Ci sono detenute che andrebbero spostate in centri che possano aiutarle e non essere imbottite di terapia per non disturbare la quiete delle lavoranti “agenti-assistenti” con il continuo urlo straziante per il loro malessere psicologico con “invalidità al 100% neurologica”. Sono già state in diverse strutture OPG ma ora giacciono qui nei Nuovi Giunti. Io non mi permetto di chiudere la bocca a nessuno. Così per non sentire queste urla assordanti ho praticamente un trapianto di cuffie alle orecchie.

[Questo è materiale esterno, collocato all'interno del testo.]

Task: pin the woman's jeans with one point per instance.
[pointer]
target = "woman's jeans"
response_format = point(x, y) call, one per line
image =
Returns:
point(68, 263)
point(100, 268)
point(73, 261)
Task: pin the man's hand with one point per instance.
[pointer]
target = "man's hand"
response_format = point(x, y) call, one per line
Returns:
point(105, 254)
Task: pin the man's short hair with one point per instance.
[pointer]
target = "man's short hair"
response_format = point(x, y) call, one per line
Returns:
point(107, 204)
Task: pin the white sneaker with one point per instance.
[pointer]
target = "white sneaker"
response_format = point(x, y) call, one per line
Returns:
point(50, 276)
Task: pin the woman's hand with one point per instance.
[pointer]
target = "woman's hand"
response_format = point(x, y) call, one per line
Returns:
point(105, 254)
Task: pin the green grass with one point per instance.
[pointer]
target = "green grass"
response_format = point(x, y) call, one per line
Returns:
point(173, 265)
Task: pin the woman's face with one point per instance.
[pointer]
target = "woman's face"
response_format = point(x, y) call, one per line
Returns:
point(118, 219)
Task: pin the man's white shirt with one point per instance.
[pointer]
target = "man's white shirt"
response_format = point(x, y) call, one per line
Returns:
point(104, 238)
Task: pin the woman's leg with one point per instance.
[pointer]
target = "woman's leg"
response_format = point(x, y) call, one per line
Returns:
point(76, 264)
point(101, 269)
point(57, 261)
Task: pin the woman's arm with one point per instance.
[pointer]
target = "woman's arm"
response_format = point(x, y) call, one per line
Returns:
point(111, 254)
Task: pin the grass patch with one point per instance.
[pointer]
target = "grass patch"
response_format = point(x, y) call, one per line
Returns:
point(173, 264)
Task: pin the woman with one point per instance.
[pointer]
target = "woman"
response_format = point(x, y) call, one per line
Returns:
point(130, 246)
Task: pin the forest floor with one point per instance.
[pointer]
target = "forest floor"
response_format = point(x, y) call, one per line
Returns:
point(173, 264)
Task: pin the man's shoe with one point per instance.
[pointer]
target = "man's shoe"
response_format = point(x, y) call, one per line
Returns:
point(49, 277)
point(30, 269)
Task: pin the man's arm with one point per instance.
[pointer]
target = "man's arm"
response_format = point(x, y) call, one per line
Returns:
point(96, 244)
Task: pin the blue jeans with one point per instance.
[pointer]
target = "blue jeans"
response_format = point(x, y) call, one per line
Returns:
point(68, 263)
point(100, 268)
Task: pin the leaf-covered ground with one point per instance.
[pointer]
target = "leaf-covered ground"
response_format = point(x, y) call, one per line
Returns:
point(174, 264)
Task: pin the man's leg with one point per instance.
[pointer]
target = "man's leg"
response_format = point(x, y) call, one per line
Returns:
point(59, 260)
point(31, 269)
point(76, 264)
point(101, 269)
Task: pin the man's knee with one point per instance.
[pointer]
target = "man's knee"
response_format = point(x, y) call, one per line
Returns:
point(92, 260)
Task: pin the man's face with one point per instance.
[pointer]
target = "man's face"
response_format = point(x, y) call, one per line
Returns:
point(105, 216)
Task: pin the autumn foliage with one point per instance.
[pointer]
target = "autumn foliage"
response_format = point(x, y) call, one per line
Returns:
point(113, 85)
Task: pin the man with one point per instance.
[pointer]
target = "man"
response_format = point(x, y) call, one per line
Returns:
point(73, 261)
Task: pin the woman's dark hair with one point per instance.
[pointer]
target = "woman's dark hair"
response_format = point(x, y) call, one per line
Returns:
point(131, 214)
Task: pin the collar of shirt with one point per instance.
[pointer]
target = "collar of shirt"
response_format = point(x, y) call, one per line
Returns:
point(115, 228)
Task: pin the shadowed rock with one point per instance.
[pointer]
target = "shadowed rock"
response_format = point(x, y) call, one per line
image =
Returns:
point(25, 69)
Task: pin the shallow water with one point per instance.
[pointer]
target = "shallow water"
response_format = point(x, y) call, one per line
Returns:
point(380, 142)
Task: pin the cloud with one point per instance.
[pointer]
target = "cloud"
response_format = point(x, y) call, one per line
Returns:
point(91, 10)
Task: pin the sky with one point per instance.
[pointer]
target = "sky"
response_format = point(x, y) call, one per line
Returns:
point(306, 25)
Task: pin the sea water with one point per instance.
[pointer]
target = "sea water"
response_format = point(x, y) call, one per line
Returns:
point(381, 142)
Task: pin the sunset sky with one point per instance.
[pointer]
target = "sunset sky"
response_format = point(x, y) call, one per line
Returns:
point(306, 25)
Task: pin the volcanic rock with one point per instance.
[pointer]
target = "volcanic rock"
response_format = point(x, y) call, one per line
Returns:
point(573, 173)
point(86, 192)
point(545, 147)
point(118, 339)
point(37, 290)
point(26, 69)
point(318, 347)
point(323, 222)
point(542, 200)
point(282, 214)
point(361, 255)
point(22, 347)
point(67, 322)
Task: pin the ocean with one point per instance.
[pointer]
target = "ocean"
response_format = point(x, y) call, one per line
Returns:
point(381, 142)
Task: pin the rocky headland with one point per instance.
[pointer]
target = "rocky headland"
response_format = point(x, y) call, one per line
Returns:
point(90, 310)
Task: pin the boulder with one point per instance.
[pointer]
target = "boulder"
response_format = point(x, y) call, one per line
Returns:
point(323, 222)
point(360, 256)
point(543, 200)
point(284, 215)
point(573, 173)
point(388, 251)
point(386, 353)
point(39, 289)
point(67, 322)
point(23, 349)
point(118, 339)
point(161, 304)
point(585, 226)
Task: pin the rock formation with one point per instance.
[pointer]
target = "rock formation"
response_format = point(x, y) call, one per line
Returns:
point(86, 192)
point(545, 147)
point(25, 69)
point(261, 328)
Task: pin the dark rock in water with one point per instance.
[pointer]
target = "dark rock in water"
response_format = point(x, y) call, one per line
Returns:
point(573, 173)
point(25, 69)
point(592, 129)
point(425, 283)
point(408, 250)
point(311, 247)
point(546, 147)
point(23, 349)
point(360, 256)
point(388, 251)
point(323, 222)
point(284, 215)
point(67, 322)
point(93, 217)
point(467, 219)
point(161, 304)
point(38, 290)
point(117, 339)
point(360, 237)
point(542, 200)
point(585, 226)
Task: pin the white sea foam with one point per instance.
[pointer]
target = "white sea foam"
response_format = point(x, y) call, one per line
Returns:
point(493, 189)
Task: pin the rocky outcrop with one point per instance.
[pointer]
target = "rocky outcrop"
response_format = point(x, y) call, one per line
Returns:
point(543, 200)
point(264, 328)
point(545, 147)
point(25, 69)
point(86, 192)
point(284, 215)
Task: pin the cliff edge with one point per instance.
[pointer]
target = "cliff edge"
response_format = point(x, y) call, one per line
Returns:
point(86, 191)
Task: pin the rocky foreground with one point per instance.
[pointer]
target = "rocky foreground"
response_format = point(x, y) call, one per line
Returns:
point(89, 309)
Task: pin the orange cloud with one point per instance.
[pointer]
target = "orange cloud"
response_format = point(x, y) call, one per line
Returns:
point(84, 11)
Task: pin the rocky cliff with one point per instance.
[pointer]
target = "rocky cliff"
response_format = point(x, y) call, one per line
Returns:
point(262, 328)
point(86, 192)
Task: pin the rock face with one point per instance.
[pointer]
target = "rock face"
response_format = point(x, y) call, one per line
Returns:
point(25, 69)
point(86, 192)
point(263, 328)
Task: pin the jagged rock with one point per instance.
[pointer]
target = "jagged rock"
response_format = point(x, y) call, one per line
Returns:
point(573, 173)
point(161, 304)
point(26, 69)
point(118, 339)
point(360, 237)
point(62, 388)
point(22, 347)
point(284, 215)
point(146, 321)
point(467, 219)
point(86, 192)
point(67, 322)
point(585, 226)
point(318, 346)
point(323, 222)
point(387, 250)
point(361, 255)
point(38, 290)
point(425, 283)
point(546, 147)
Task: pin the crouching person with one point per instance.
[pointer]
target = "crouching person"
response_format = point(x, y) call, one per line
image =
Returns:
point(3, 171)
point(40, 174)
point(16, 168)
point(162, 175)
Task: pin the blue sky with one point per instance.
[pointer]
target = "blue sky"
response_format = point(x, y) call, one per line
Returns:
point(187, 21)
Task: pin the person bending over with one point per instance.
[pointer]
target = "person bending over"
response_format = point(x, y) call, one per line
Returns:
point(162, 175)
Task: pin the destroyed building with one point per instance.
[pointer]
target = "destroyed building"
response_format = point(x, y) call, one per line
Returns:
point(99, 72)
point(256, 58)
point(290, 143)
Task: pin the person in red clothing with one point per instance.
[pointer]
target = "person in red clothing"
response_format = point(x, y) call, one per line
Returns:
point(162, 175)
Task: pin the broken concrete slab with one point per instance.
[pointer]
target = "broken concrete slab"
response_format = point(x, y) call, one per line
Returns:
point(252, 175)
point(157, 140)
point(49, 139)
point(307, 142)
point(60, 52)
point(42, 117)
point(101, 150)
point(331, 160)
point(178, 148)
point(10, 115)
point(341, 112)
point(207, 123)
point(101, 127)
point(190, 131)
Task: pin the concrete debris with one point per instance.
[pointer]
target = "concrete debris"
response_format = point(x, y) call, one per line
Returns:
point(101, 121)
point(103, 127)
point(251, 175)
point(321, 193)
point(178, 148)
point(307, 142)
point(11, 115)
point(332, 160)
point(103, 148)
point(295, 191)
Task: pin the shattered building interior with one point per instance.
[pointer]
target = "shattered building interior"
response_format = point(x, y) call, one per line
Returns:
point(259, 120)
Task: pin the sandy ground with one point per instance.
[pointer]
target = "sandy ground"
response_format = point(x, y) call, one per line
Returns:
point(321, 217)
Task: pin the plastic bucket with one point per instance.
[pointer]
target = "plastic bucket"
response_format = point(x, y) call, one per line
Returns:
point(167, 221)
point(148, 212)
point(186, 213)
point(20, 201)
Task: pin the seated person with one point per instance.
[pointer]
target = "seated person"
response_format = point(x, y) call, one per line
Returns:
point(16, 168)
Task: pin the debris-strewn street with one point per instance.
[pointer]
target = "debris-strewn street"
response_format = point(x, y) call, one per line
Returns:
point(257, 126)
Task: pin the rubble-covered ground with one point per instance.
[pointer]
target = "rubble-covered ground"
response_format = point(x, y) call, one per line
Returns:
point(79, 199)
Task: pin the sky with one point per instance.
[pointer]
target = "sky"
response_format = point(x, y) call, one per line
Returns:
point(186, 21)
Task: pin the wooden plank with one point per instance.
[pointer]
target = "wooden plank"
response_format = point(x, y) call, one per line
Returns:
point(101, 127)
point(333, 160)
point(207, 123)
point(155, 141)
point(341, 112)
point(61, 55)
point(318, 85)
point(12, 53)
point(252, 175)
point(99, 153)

Ho preso realmente coscienza che bisogna fare uscire al di fuori da queste mura la realtà vera, cruda delle carceri italiane. Perché lottando sole facciamo solo numero. Così da questa sera a un mese ognuna di noi farà da passaparola per fare girare la voce nelle carceri italiane. Il 4|12 alle ore 16 faremo una battitura. Nel giro di un mese credo che il passaparola sarà arrivato in tutte le carcere e chi ha la possibilità di mandarci giornalisti al di fuori di queste strutture da degrado, aiuterà a fare uscire oltre queste infinite sbarre il nostro grido di aiuto. Se una persona lotta da sola, resta solo un sogno, quando si lotta assieme la realtà cambia. Qualcuno dovrà pure darci ascolto!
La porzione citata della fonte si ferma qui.